O que é risco de crédito?

O risco de crédito engloba toda a possibilidade de inadimplência existente em uma transação financeira. Ou seja, a incapacidade de prever, com toda certeza, que as obrigações adquiridas pelas partes serão cumpridas.

É um risco muito presente nas negociações comerciais e em investimentos de renda fixa.

Como o risco de crédito funciona?

Suponhamos que uma pessoa visite uma loja de móveis e eletrodomésticos, com o objetivo de comprar uma televisão nova. Lá, ela escolhe o modelo de sua preferência e, ao se dirigir ao caixa, opta pelo pagamento a prazo.

O funcionário da loja, então, emite um carnê em nome do cliente, que se compromete a quitar a dívida em até 12 meses.

Por fim, o mesmo deixa a loja radiante, levando consigo a tão sonhada televisão.

Agora pense um pouco e responda: como a empresa pode ter tanta certeza de que, após entregar o produto ao consumidor, ele realizará mesmo o pagamento?

A resposta é: ela não tem!

E é justamente a essa impossibilidade de garantir um recebimento que se dá o nome de risco de crédito.

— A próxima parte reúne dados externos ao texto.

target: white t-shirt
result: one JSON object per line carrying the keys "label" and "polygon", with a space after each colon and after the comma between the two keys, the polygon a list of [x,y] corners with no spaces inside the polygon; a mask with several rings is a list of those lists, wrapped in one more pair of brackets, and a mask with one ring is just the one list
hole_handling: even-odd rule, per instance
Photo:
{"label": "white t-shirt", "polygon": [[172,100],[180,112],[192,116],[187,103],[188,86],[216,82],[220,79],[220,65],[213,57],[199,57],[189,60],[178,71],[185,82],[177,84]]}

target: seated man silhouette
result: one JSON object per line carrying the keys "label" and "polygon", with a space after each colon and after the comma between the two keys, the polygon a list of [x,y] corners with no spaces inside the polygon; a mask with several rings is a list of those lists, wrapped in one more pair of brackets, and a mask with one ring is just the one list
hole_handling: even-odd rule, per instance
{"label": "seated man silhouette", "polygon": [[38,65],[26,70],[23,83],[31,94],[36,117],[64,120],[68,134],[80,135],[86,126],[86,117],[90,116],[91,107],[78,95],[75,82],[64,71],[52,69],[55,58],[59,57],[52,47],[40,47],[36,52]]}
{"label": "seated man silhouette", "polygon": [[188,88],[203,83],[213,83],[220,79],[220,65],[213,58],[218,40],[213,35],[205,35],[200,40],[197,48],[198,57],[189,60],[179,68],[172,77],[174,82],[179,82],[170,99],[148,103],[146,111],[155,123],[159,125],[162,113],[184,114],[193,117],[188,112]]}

Para empresas e investidores, é impossível ignorá-lo.

Ainda mais em um contexto econômico como o brasileiro, onde ao menos 61,8 milhões de pessoas físicas estão inadimplentes, assim como 9,39% das organizações.

Como é feita a classificação dos riscos de crédito?

No geral, os riscos de crédito são classificados entre riscos de primeira classe e riscos de segunda classe.

Os riscos de primeira classe dizem respeito a operações de crédito com alta chance de inadimplência. Por conta disso, exigem um volume maior de garantias para proteger o credor.

Já os riscos de segunda classe estão relacionados a operações de risco menor. Em geral, o bem objeto da transação pode ser revisto em caso de não-pagamento, o que garante que o credor possa comercializá-lo novamente para cobrir parte da dívida.

Quais são as principais táticas utilizadas para minimizar o risco de crédito?

Por parte das empresas, a análise de crédito é o instrumento mais comum para garantir pagamentos.

Através do estudo dos dados do cliente, assim como da sua situação socioeconômica, é tomada a decisão de conceder ou não o crédito solicitado.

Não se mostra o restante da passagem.